Cem Küçük, gördüğü tepki üzerine, söylediklerini twitleriyle inkâr etmeye yönelik beyhude bir çaba gösterdi. Çabası beyhude, çünkü ne derse desin, söyledikleri ortada.
İktidarın, iktidar yanlılarının İsrail ve Filistin konusundaki söylemlerinde görülen değişiklik, iktidarın İsrail’le ilgili pragmatist tavrını, Filistin’in bir iç politika malzemesi olduğunu görenler için beklenmedik bir gelişme değil.
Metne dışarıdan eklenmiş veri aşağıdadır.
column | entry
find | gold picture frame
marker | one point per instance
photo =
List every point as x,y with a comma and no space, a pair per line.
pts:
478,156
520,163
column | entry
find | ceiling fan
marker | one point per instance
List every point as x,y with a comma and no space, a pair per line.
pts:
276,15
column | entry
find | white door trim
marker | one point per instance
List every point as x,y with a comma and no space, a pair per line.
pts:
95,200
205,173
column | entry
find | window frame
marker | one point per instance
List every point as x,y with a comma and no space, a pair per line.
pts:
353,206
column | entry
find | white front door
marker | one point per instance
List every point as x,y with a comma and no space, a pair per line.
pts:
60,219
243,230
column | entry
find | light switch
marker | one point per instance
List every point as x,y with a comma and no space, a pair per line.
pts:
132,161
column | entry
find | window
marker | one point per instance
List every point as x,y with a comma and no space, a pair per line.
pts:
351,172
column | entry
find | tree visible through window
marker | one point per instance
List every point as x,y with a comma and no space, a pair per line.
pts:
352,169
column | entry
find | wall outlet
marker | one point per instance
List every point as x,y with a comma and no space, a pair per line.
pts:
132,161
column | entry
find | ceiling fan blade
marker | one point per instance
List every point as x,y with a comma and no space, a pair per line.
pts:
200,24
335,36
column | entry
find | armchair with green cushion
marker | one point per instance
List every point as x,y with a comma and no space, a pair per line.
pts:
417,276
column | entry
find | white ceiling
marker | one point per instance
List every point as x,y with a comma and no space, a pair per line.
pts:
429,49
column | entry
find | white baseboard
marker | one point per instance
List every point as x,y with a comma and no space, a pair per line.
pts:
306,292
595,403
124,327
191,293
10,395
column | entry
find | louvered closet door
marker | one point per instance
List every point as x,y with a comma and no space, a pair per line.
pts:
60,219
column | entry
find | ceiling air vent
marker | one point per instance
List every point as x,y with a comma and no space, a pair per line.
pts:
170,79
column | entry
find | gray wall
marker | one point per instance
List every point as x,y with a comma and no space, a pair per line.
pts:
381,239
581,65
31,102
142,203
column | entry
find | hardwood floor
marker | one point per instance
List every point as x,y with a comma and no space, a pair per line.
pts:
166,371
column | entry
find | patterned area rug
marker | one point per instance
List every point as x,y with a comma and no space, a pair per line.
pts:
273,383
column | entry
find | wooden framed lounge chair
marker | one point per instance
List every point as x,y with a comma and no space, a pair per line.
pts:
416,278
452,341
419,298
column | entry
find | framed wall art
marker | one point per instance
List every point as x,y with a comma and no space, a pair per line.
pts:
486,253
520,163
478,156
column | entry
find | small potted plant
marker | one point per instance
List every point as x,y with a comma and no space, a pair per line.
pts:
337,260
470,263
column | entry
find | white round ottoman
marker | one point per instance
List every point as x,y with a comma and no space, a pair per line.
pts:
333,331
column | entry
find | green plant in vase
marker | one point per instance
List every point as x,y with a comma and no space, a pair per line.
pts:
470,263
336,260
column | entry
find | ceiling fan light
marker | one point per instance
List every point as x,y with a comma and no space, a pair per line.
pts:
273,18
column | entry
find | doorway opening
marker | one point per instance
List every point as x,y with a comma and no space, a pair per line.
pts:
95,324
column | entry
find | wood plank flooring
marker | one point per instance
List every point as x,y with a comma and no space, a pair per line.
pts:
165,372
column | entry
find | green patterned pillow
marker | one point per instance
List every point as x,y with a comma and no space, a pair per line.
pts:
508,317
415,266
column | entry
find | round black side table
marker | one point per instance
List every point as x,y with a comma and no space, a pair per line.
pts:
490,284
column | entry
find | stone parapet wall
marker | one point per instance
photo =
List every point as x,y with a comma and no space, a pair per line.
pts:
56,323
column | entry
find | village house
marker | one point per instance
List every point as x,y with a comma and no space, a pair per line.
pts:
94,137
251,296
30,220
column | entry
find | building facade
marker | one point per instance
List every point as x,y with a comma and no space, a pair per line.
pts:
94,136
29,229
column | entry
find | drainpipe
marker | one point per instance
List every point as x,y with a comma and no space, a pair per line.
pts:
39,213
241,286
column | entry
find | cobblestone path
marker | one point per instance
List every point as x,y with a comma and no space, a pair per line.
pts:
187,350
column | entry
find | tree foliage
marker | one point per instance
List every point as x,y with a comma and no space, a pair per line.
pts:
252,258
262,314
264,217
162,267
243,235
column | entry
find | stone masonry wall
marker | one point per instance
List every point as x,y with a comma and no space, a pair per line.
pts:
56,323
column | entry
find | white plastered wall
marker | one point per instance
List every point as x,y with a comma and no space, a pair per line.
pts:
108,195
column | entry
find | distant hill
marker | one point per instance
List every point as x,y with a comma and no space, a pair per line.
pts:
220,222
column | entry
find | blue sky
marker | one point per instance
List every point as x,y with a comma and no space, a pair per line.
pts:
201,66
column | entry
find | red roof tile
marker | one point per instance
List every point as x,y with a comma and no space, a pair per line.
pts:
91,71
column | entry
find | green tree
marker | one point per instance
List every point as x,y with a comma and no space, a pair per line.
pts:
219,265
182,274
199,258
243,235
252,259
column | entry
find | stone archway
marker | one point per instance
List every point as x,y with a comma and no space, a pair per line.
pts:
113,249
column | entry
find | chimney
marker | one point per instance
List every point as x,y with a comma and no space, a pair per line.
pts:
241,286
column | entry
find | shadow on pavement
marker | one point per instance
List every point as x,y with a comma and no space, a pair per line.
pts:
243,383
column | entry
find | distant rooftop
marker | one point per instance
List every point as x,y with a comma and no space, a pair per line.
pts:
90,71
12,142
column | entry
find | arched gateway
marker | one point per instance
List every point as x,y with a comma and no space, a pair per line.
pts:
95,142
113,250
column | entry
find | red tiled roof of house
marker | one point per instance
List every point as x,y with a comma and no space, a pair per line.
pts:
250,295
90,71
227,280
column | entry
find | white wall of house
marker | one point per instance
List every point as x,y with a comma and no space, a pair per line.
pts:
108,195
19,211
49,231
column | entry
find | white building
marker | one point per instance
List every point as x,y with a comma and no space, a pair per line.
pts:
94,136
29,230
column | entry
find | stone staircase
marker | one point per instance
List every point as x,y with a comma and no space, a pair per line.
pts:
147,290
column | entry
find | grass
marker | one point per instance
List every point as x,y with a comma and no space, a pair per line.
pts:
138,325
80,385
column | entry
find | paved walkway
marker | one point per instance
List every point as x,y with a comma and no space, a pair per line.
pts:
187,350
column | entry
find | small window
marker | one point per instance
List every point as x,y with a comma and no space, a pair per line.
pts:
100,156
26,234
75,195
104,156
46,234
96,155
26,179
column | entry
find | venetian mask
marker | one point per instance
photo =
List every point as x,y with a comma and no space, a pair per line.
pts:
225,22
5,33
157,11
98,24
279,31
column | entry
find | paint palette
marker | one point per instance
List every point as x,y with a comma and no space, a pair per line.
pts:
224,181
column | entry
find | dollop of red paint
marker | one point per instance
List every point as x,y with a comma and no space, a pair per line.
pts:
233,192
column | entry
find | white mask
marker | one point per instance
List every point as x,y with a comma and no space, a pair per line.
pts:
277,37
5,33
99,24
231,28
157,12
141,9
Ancak Mavi Marmara’da bulunmuş, orada yakınlarını kaybetmiş, davaya sahip çıkmış olanlar tarafından şaşkınlıkla karşılandı. Bu şaşkınlığın sonrasında kimin Filistin halkının, kimin iktidarın yanında durduğunu zaman içinde göreceğiz.
Biz BDS Türkiye olarak Cem Küçük’ün Mavi Marmara’da yer almış insanlara yönelik, “manyaklar” ifadesini şiddetle ve öfkeyle kınıyor ve Uluslararası Filistin’le Dayanışma Hareketi’nin, Filistin direnişinin yanında olduğumuzu bir kere daha ifade ediyoruz.